Wells has shown that questioning a few assumptions can lead to vastly different conclusions. The assumption he questions is that the general framework of the gospel accounts is based in fact. His different conclusion is that the Jesus that Christians know and love is mostly or all a legendary character.
Basically, taking Paul's earliest writings (which predate the gospels), Wells examines the growth of a tradition which added more and more on to the idea of Jesus, which is how myths work.
Scholars have turned their nose up to this theory, citing that Wells is not accepted in scholarly circles and that he is just a German professor, instead of providing some reasons that Wells's inference from the known data CAN'T work.

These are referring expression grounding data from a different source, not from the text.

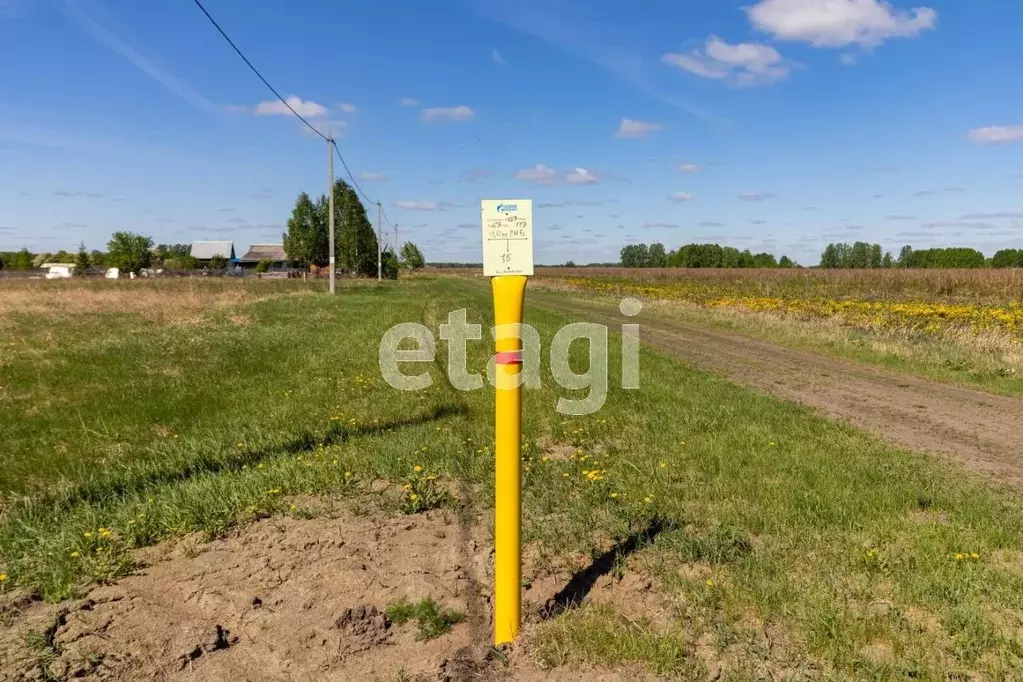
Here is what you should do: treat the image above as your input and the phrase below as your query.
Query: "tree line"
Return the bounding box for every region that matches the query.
[608,241,1023,270]
[1,240,209,274]
[620,243,796,268]
[821,242,1021,269]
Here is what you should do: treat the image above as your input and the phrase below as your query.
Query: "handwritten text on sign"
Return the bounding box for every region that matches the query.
[481,199,534,276]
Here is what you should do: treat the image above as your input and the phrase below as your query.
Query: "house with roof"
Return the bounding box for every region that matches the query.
[237,243,288,271]
[190,241,235,268]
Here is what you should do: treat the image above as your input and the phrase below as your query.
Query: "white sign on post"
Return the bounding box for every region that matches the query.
[481,199,534,277]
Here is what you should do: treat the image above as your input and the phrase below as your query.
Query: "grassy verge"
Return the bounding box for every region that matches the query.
[2,277,1023,679]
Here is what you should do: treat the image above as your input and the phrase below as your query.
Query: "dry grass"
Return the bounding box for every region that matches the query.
[0,279,306,330]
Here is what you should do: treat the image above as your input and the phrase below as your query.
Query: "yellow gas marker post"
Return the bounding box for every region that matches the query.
[481,199,534,645]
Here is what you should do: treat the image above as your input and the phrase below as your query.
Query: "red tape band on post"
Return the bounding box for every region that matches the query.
[494,350,523,365]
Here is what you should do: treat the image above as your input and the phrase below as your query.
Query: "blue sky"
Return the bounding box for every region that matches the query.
[1,0,1021,265]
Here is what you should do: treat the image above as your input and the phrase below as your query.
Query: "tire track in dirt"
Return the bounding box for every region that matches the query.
[530,292,1023,489]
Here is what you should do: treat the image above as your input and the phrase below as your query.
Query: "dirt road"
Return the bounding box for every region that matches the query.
[531,292,1023,489]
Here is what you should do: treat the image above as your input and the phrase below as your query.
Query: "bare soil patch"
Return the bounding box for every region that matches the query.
[0,508,664,681]
[532,293,1023,489]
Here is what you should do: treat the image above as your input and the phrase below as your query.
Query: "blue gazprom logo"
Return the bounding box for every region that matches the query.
[496,203,518,213]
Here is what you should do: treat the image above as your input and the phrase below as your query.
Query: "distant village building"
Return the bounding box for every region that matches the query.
[189,241,236,268]
[42,263,75,280]
[238,243,288,270]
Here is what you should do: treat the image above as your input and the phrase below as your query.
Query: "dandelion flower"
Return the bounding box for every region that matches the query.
[0,573,7,582]
[659,461,666,468]
[70,551,80,558]
[414,465,423,473]
[706,579,713,587]
[84,531,93,539]
[409,494,419,502]
[971,552,980,559]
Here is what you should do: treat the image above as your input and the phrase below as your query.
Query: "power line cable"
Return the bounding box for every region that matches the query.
[190,0,327,141]
[332,140,376,207]
[191,0,394,229]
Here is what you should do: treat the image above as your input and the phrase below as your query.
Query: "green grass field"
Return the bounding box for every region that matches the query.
[3,277,1023,679]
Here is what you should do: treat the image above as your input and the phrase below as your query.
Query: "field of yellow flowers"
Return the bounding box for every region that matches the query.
[552,272,1023,341]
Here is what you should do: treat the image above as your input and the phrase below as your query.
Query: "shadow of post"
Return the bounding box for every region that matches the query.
[541,517,668,619]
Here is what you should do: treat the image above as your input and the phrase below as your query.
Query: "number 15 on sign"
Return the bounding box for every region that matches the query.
[481,200,534,277]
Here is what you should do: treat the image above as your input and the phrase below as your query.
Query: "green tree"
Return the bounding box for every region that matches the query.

Read and enjoy. Crossan, eat your heart out.
compelling
Fascinating book. The chapters on synoptic gospel-to-gospel inconsistencies, gospel editing from church fathers with an obvious agenda, and the similarities of the Jesus story to those of pagan gods were particularly compelling. This book convinced me that agnosticism is a very reasonable stance.
A dangerous mistake
The author stresses the silence of Paul and first century documents about the earthly life of Jesus, which is a fact.
But when he studies the origin of the gospels he considers its sources to be oral tradition, even if it doesn't come from eye witnesses.
This is a contradiction.
If there was an oral tradition, how could there have been Paul's silence?
The book was written in 1975. Modern scholars forward more consistent explanations.
There was no oral tradition about Jesus. The gospels were written based on the Old Testament, on myths of ancient civilizations and Luke and Mathew on a gospel known as Q (source) collecting hellenizing sayings in circulation and then attributed to Jesus.
I did expect much more from this book.